I am not 100% sure what methods you think a collator should have.
But you have more flexibility if you define order in the case class:
val o = new Ordering[Name]{ def compare(a: Name, b: Name) = 3*math.signum(collator.compare(a.last,b.last)) + math.signum(collator.compare(a.first,b.first)) } names.sorted(o)
but you can also provide an implicit conversion from string ordering to name order:
def ostring2oname(os: Ordering[String]) = new Ordering[Name] { def compare(a: Name, b: Name) = 3*math.signum(os.compare(a.last,b.last)) + math.signum(os.compare(a.first,b.first)) }
and then you can use any order of strings to sort the names:
def oo = new Ordering[String] { def compare(x: String, y: String) = x.length compare y.length } val morenames = List("rat","fish","octopus") scala> morenames.sorted(oo) res1: List[java.lang.String] = List(rat, fish, octopus)

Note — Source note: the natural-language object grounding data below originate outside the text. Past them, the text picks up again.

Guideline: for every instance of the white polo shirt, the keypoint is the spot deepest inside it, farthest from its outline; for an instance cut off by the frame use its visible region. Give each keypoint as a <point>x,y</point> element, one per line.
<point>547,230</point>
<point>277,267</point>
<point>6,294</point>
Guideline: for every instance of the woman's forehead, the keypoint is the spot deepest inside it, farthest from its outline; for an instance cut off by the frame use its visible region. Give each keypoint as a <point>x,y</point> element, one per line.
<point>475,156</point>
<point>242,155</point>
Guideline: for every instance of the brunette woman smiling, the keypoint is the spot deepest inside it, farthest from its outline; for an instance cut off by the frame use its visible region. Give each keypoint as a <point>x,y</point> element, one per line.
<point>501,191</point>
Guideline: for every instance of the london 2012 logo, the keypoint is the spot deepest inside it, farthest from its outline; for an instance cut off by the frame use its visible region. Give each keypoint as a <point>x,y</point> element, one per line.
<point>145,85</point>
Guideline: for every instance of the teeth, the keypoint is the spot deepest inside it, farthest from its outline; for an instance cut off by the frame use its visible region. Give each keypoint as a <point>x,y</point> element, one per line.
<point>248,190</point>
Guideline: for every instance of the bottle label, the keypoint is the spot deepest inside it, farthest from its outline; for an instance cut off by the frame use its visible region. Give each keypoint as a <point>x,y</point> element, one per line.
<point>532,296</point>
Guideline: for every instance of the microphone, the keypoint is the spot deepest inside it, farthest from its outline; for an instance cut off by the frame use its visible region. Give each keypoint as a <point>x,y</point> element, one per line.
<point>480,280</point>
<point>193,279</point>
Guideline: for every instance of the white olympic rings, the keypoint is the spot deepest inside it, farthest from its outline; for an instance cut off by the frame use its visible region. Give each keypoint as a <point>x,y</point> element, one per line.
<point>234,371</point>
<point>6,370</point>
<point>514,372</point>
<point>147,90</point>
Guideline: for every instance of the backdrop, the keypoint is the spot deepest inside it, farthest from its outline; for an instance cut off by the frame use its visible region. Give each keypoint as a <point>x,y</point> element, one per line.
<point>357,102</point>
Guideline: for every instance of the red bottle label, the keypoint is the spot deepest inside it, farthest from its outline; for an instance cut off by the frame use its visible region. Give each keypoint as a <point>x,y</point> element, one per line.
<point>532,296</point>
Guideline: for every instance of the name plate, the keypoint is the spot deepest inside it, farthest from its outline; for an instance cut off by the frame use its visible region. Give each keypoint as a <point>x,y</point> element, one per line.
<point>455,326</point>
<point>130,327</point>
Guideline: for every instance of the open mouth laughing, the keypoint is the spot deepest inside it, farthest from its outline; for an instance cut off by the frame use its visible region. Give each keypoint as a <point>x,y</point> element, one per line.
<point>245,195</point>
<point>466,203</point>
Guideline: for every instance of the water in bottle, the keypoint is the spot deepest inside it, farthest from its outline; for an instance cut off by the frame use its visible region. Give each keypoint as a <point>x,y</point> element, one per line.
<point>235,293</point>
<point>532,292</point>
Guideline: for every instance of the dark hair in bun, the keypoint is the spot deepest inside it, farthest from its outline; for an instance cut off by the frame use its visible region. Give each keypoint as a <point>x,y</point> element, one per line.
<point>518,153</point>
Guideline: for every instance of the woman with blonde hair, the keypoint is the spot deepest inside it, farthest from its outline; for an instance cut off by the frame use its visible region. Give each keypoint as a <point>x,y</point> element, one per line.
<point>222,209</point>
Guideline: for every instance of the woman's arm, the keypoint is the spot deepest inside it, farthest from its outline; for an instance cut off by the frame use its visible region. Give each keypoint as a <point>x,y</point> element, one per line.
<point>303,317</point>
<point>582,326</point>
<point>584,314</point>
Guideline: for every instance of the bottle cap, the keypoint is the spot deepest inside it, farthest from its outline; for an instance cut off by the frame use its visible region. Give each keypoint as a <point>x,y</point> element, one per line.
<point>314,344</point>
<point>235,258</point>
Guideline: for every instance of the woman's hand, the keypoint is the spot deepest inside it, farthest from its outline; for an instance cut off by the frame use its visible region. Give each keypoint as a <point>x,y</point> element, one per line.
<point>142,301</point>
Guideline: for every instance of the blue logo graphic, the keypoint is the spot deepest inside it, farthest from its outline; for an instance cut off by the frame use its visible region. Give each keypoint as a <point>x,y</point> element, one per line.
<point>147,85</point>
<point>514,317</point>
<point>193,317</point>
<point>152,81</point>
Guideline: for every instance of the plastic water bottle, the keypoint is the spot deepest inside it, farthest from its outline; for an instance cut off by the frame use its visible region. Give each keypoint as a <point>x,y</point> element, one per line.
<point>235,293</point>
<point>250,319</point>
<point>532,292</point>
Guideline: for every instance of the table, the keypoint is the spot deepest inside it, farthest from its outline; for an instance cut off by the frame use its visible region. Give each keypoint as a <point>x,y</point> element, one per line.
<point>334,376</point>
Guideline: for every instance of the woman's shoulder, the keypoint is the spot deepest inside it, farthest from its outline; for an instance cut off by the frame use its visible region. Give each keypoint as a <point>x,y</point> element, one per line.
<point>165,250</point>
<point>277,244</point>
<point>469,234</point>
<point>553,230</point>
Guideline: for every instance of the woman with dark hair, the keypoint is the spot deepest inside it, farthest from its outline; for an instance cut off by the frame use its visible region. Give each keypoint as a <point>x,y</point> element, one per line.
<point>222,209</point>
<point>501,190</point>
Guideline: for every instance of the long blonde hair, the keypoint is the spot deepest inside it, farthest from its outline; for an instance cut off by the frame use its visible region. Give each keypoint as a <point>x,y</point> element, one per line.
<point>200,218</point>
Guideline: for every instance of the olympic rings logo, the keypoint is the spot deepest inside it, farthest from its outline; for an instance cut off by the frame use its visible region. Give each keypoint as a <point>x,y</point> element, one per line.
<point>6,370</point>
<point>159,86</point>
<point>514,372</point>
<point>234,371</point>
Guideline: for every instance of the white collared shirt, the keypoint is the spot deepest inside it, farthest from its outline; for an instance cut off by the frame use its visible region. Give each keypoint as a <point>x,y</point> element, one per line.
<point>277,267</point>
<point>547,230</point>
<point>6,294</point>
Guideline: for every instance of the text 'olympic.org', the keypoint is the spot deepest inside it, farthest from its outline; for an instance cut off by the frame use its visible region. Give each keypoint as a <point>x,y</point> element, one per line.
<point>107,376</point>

Edit: a convenient trick, if it wasn’t obvious, is that if you want to order N things and you are already using the comparison, you can simply multiply each thing by 3 ^ k (with the first, in order to multiply by the largest degree 3) and add.
If your comparisons are very time consuming, you can easily add a cascading comparison:
class CascadeCompare(i: Int) { def tiebreak(j: => Int) = if (i!=0) i else j } implicit def break_ties(i: Int) = new CascadeCompare(i)
and then
def ostring2oname(os: Ordering[String]) = new Ordering[Name] { def compare(a: Name, b: Name) = os.compare(a.last,b.last) tiebreak os.compare(a.first,b.first) }
(just be careful to x tiebreak ( y tiebreak ( z tiebreak w ) ) ) them x tiebreak ( y tiebreak ( z tiebreak w ) ) ) so that you do not perform implicit conversion several times in a row).
(If you really need quick comparisons, then you should write all this manually or pack the orders in an array and use a while loop. I assume that you are not so desperate for performance.)